Darıca’da kutlamalar birbirine benzemektedir. Mahalle aralarındaki meydanlarda halk bir araya gelir. Darıca halkı akşamüstü deniz kenarına giderek dileklerini “arabaları”, “evleri” deniz kenarına çizer veya bir şişenin içine koydukları dileklerini denize atarlardı. Sıra Hıdırellez ateşi yakmaya gelirdi. Hıdırellez ateşinin yakılması her yerde esastır. Varsa bahçelerden getirilen odunlar, yoksa çocukların evlerden yürüttükleri odun öbeklerinin tutuşturulması esastır.
Hatta eski senelerde yakılan ateşin etrafında maniler, şarkılar söylenir, oyunlar oynanırdı. Meydanda toplanan kişiler sırayla ateşin üzerinden atlarlar. Böylelikle eski simgelenen evlere sinmiş hastalıklardan, hastalık taşıyan haşere ve böceklerden, fenalıklardan, kemlikten kurtulacağına, tüm bu olumsuzlukların ateşin gücüyle def olunacağına inanılırdı.
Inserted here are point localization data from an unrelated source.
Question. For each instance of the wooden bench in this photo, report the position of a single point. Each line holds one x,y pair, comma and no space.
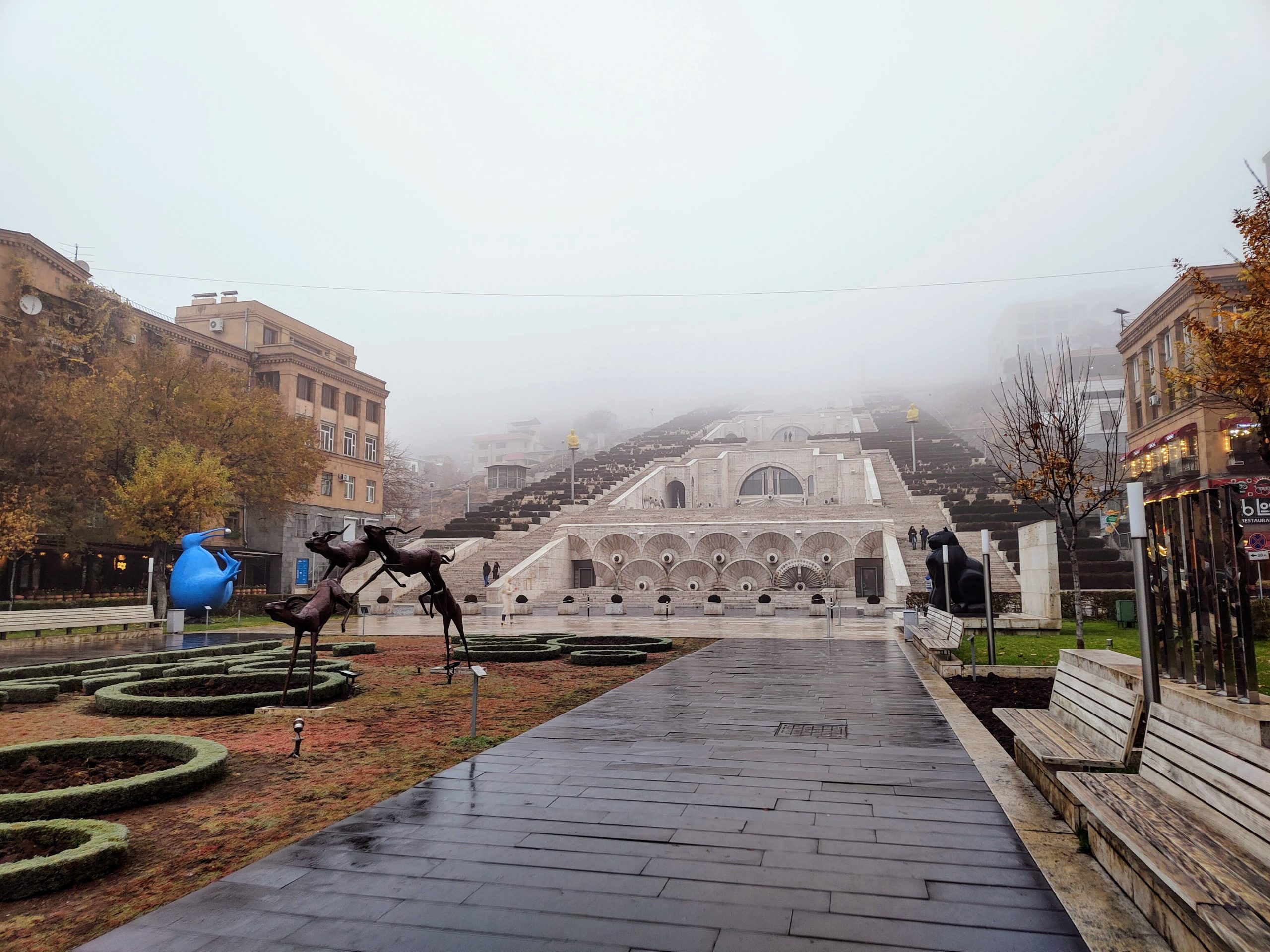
69,619
1090,725
940,633
1188,838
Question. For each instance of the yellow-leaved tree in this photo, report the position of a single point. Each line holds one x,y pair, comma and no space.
171,492
1228,356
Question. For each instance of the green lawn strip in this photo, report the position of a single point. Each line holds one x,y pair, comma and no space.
1033,649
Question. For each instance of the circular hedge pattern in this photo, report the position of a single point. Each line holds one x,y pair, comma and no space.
258,690
607,656
88,849
508,653
571,643
203,763
270,665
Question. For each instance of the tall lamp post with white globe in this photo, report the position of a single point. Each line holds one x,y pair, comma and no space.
573,443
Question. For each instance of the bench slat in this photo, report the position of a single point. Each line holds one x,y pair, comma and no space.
1201,866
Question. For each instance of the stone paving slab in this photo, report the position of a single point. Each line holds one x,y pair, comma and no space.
614,827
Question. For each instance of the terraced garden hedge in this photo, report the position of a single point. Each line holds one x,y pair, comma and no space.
571,643
148,699
202,763
102,664
597,656
85,851
508,652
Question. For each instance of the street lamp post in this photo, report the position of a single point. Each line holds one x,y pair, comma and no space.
912,432
573,443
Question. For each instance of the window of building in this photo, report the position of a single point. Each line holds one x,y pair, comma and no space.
771,481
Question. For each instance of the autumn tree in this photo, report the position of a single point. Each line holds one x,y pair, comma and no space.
1042,442
19,527
404,488
1227,358
171,492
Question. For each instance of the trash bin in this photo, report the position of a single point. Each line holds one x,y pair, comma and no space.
1124,612
910,624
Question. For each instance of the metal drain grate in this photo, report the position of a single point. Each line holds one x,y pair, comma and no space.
812,730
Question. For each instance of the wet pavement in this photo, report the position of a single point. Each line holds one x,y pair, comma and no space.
758,795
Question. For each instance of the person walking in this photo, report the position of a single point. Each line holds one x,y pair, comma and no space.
507,592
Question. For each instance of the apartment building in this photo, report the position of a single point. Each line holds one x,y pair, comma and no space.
313,372
317,377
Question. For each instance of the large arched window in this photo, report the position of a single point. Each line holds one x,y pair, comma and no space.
771,481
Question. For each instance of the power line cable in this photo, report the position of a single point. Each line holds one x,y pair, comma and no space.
604,295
Çayırlardan bahar çiçekleri, otlar toplanılır, bu otlar akşam küçük çocukların yıkanma suyuna katılırdı. En çok taze kekik ve gelincik çiçekleri konulurdu. Bu suyla yıkanan küçük çocukların “A benim kekik kokulu kuzum, a benim gelincikten güzel kızım” diye övülmesi Hıdırellez kültürünün halk diline düşmüş bir başka tatlı yansımasıdır. O gece ateşin etrafına toplananlar ev ev gezip toplanan yüzük, küpe, iğne, düğme, gül, para veya tokayı derin bir testinin içine atıp üstüne gül ve su konup ağzı kapatılıp gece gizlice bir gülün dibine saklanırdı. Gece kızların sakladıkları küpleri delikanlılar bulup muziplik olsun diye içine hayvan pisliği koyarlar, aynı yere saklarlardı.
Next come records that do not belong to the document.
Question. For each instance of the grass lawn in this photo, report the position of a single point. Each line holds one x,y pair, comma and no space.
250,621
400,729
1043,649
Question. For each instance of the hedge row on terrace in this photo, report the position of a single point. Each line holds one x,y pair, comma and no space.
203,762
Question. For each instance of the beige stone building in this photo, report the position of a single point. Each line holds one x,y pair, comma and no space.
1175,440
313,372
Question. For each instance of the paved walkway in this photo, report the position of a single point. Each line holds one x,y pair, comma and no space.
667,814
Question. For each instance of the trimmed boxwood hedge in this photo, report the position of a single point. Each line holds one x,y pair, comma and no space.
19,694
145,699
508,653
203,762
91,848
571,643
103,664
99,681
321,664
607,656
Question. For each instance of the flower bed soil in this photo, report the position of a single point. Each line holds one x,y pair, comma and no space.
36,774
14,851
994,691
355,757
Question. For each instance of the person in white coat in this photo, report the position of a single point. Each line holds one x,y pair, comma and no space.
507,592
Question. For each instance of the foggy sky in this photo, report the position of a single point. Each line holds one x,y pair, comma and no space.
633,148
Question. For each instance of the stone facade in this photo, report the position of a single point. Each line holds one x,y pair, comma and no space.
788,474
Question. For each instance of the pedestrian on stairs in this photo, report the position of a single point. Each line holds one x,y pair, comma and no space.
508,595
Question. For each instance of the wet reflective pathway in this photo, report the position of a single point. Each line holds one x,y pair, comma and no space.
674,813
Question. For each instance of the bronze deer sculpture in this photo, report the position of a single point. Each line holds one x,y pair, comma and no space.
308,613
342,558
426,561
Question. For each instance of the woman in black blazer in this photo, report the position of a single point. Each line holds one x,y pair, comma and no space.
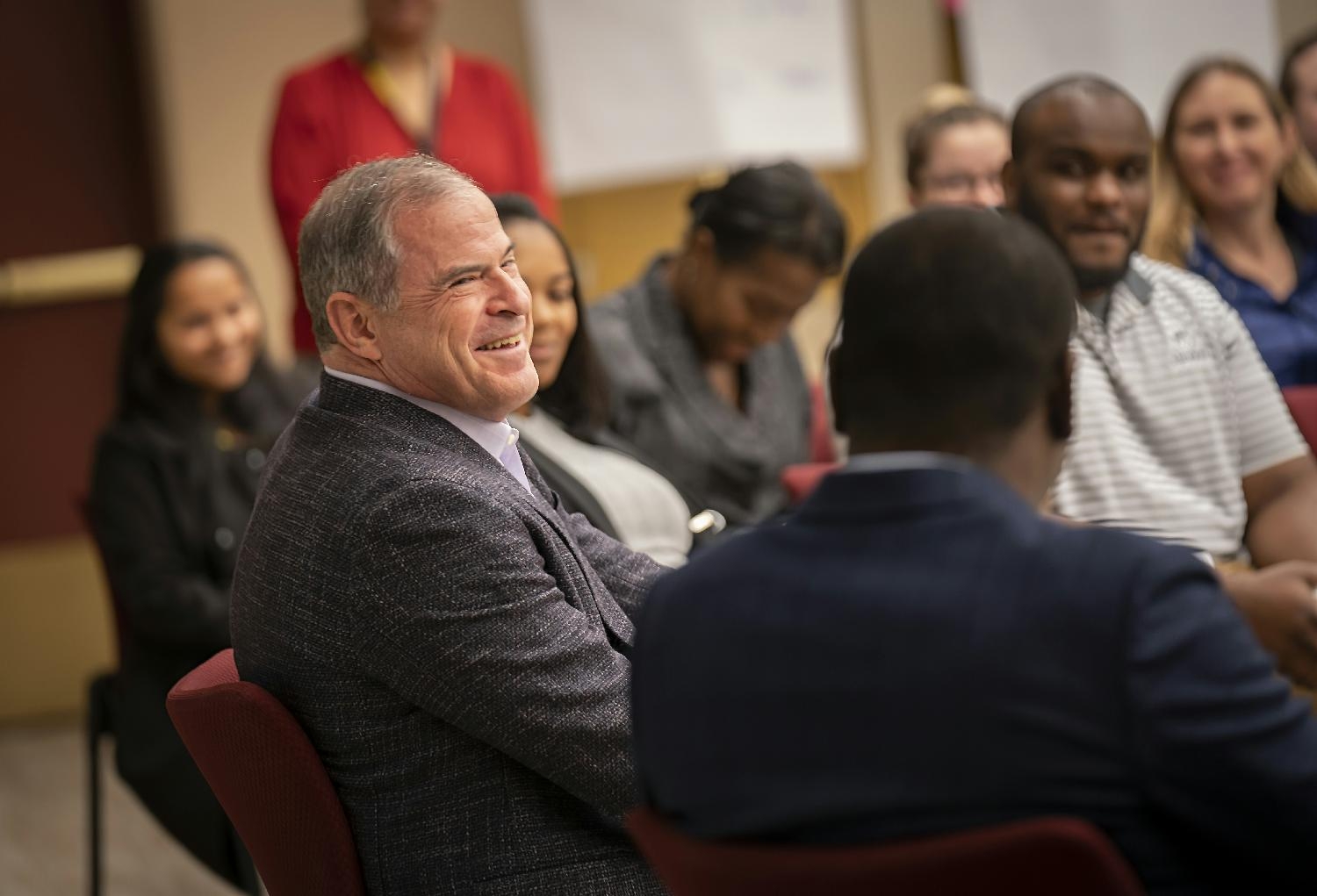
173,483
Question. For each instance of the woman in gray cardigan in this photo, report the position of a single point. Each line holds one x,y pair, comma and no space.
703,374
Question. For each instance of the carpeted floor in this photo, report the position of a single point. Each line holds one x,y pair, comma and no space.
44,825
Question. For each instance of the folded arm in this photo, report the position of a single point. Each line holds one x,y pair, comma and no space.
463,619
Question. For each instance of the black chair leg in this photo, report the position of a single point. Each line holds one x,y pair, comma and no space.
97,722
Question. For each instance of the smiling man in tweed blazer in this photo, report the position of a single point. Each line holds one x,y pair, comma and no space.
453,642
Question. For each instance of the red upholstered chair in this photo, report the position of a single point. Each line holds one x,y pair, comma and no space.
822,448
1040,857
269,779
800,479
1303,408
Hıdırellez sabahı herkes toplanır, Kamara Tepe’ye çıkılarak salıncaklar kurulur, ızgaralar yakılır, evlerde sarılan dolmalar, zeytinyağlı soğuk mezeler hazırlanırdı. Kır sofrasında sıra testiyi açmaya gelince maniler eşliğinde testi açılırdı. Kız çocuklarından bir kişi tülbent ile kafası örtülüp küp içinden atılan şeylerden birini çeker ve yanındaki kız çocukları maniler okuyarak çekilen hediyeyi sahibine teslim ederlerdi. Daha sonra ip atlar, top oynarlar, şarkılar eşliğinde eğlenirlerdi.